The Central Committee of the Korean Workers’ Party has recently issued an order that all privately grown crops must be destroyed.

North Korea has a cooperative farming system where individuals are, in principle, banned from owning farms or smallholdings. Nevertheless, many individuals cultivate their own crops, and this is done quite openly.

But there have been serious differences in production success this year, according to sources; it has been a good year for privately owned plots, particularly in the regions of Hamgyong, Chagang and Yanggang provinces; but famine conditions have been witnessed on state-run cooperatives.

State security agents are said to have reported to the Central Committee that ‘private agriculture is becoming dangerously widespread.’ In response, the instructions given by the Committee has been to destroy all crops on private fields. Labour and student groups have now been mobilised to cut down privately grown crops, as these have been grown on the ‘private gardens of capitalism.’

Even recently, Kim Jong-un is seen to have expressed worry about the food situation. But with this latest move, which again prioritises the enforcement of the Party’s political control mechanisms over providing duty of care, public sentiments regarding the leadership is said to have taken a hit.

Sources report that even in group situations, North Korean individuals are heard asking questions such as, ‘How can [Kim Jong-un’s] belly be so round when he is reduced to eating potatoes out of concern for his people?’ [New Focus International]

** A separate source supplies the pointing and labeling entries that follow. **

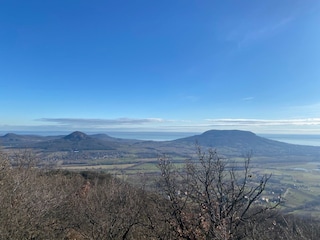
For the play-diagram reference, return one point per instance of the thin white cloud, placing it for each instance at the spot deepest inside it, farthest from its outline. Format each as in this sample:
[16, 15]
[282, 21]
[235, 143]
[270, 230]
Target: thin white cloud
[264, 122]
[101, 122]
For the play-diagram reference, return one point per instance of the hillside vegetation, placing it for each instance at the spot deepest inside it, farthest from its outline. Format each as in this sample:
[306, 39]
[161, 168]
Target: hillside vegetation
[205, 200]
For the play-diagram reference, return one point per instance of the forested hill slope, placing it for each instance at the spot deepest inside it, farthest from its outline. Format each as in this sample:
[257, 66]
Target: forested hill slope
[245, 141]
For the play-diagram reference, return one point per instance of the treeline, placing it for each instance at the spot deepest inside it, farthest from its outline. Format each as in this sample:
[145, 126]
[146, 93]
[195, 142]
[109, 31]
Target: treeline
[206, 199]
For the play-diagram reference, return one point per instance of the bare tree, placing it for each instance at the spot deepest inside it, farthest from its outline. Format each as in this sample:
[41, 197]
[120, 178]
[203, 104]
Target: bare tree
[210, 198]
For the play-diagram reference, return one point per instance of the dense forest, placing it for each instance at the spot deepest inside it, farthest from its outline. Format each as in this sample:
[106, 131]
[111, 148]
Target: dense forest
[211, 198]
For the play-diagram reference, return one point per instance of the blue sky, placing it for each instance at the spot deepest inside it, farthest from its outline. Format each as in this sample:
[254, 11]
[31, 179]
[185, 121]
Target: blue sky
[160, 65]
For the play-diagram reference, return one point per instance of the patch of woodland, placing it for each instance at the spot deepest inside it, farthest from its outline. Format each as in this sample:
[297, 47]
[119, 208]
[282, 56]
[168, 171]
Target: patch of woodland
[40, 203]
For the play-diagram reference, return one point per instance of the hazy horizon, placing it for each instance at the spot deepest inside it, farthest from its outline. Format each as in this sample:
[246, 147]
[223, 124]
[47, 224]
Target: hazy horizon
[183, 66]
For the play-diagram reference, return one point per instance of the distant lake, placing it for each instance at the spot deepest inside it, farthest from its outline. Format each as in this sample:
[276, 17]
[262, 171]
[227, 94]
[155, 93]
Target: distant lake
[311, 140]
[301, 139]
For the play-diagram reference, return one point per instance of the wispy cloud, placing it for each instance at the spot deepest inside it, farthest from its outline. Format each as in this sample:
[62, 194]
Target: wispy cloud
[101, 122]
[264, 122]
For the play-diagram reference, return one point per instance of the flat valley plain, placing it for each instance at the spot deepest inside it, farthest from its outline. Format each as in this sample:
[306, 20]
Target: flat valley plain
[295, 169]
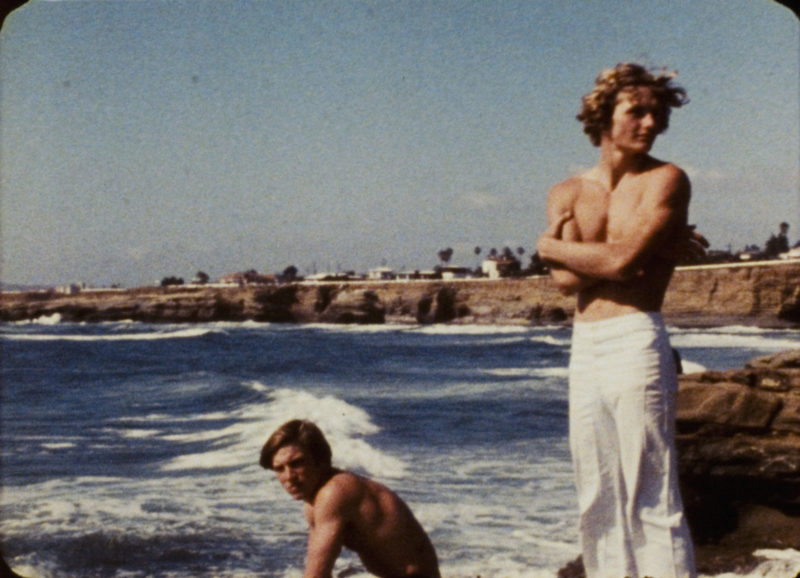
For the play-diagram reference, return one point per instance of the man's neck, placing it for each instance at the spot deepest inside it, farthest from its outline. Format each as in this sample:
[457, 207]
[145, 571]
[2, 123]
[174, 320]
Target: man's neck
[615, 164]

To put this report into context, consider the recent U.N. finding that 84% of North Korean households have poor or borderline food consumption, the World Food Program’s decision to cut feeding programs due to a lack of funding, and other evidence that the regime prioritized food below luxury imports and military expenditures. It certainly doesn’t suggest that this government wants its people to eat well.

Worse, the reports suggest that Kim Jong Un intends to reverse the trends that ended North Korea’s Great Famine — the erosion of border controls and the rise of private agriculture and markets. He can undertake these initiatives and still maintain his own extravagant lifestyle and weapons development programs because he can afford to. Conventional wisdom about North Korea holds that aid and trade will eventually drive reforms in North Korean society, but these reports suggest that the money Kim Jong Un gains from abroad are being used to suppress the trends that are driving reform.

They also suggest that the opposite may be closer to the truth — if we cut off Kim Jong Un’s access to cash, border controls will break down again, and North Korea will see a new influx of free information and a freer distribution of food. It suggests, again, that sanctions can be a tool of reform by helping break down the repression that impedes it.